/tawazi

A DAG Scheduler library written in pure python

Primary LanguagePythonApache License 2.0Apache-2.0

tawazi

Python 3.7 Checked with mypy CodeFactor Downloads

Tawazi GIF

Introduction

Tawazi facilitates parallel execution of functions using a DAG dependency structure.

Explanation

Consider the function f that depends on the function g and h:

def g():
    print("g")
    return "g"
def h():
    print("h")
    return "h"
def f(g_var, h_var):
    print("received", g_var, h_var)
    print("f")
    return "f"

def main():
    f(g(), h())

main()

The DAG described in main can be accelerated if g and h are executed in parallel. This is what Tawazi does by adding a decorator to the functions g, h, f, and main:

from tawazi import dag, xn
@xn
def g():
    print("g")
    return "g"
@xn
def h():
    print("h")
    return "h"
@xn
def f(g_var, h_var):
    print("received", g_var, h_var)
    print("f")
    return "f"
@dag(max_concurrency=2)
def main():
    f(g(), h())

main()

The total execution time of main() is 1 second instead of 2 which proves that the g and h have run in parallel, you can measure the speed up in the previous code:

from time import sleep, time
from tawazi import dag, xn
@xn
def g():
    sleep(1)
    print("g")
    return "g"
@xn
def h():
    sleep(1)
    print("h")
    return "h"
@xn
def f(g_var, h_var):
    print("received", g_var, h_var)
    print("f")
    return "f"

@dag(max_concurrency=2)
def main():
    f(g(), h())

start = time()
main()
end = time()
print("time taken", end - start)
# h
# g
# received g h
# f
# time taken 1.004307508468628

Features

This library satisfies the following:

  • robust, well tested
  • lightweight
  • Thread Safe
  • Few dependencies
  • Legacy Python versions support (in the future)
  • MyPy compatible
  • Many Python implementations support (in the future)

In Tawazi, a computation sequence is referred to as DAG. The functions invoked inside the computation sequence are referred to as ExecNodes.

Current features are:

  • Specifying the number of "Threads" that the DAG uses
  • setup ExecNodes: These nodes only run once per DAG instance
  • debug ExecNodes: These are nodes that run only if RUN_DEBUG_NODES environment variable is set
  • running a subgraph of the DAG instance
  • Excluding an ExecNode from running
  • caching the results of the execution of a DAG for faster subsequent execution
  • Priority Choice of each ExecNode for fine control of execution order
  • Per ExecNode choice of parallelization (i.e. An ExecNode is allowed to run in parallel with other ExecNodes or not)
  • and more!

Documentation

You can find the documentation here: Tawazi.

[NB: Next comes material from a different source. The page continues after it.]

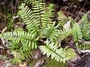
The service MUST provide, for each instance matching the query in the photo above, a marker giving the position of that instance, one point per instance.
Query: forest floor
(73, 9)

In this blog we also talk about the purpose of using Tawazi in more detail.

Note: The library is still at an advanced state of development. Breaking changes might happen on the minor version (v0.Minor.Patch). Please pin Tawazi to the Minor Version. Your contributions are highly welcomed.

Name explanation

The libraries name is inspired from the arabic word تَوَازٍ which means parallel.

Building the doc

Only the latest version's documentation is hosted.

If you want to check the documentation of a previous version please checkout the corresponding release, install the required packages and run: mkdocs serve

Developer mode

pip install --upgrade pip
pip install flit wheel

cd tawazi
flit install -s --deps develop

Future developments

This library is still in development. Breaking changes are expected.